A Profile of the "Opening Minds Through the Arts" Program: How the Arts Make Kids Smarter, USA
“Opening Minds through the Arts” is a nationally recognized research-based program that integrates the arts into teaching reading, writing, math and science in public elementary and middle schools. Currently, over 17,000 students and 650 teachers in 37 schools in the Tucson Unified School District are participating in the OMA program. OMA staff is available for consultation with other school districts as well. OMA "uses instrumental music, opera, dance, theatre and visual arts to help teach reading, writing, math and science to children in kindergarten through eighth grade." According to the program's leaders, "...it's been so successful at pleasing teachers and parents, and raising test scores, that Harvard University has studied it as a model for arts integration."The OMA model incorporates three key types of educators: the classroom teacher, the school’s Arts Integration Specialist, and the teaching artist. To be considered an OMA school, the school or district must fund the position of Arts Integration Specialist. This highly qualified, certified arts teacher works with every grade level in his or her school, teaching classes that coordinate with classroom teachers’ lesson plans.
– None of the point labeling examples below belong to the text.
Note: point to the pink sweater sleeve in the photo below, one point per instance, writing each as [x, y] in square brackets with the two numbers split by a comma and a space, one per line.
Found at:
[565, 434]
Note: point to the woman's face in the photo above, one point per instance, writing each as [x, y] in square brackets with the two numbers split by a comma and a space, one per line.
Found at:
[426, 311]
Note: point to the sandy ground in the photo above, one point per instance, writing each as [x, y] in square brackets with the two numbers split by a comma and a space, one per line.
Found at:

He or she also works in tandem with the teaching artists. Teaching artists come from the community, working at the symphony, opera, an area university, for other arts organizations, or even independently.
Work with OMA enables them to supplement their performing and tutoring income and bring their art form to a new generation of appreciative and educated audiences.
The program was featured in a lengthy article by the Tucson Citizen, and the official website holds a large quantity of information about the subject and its applications.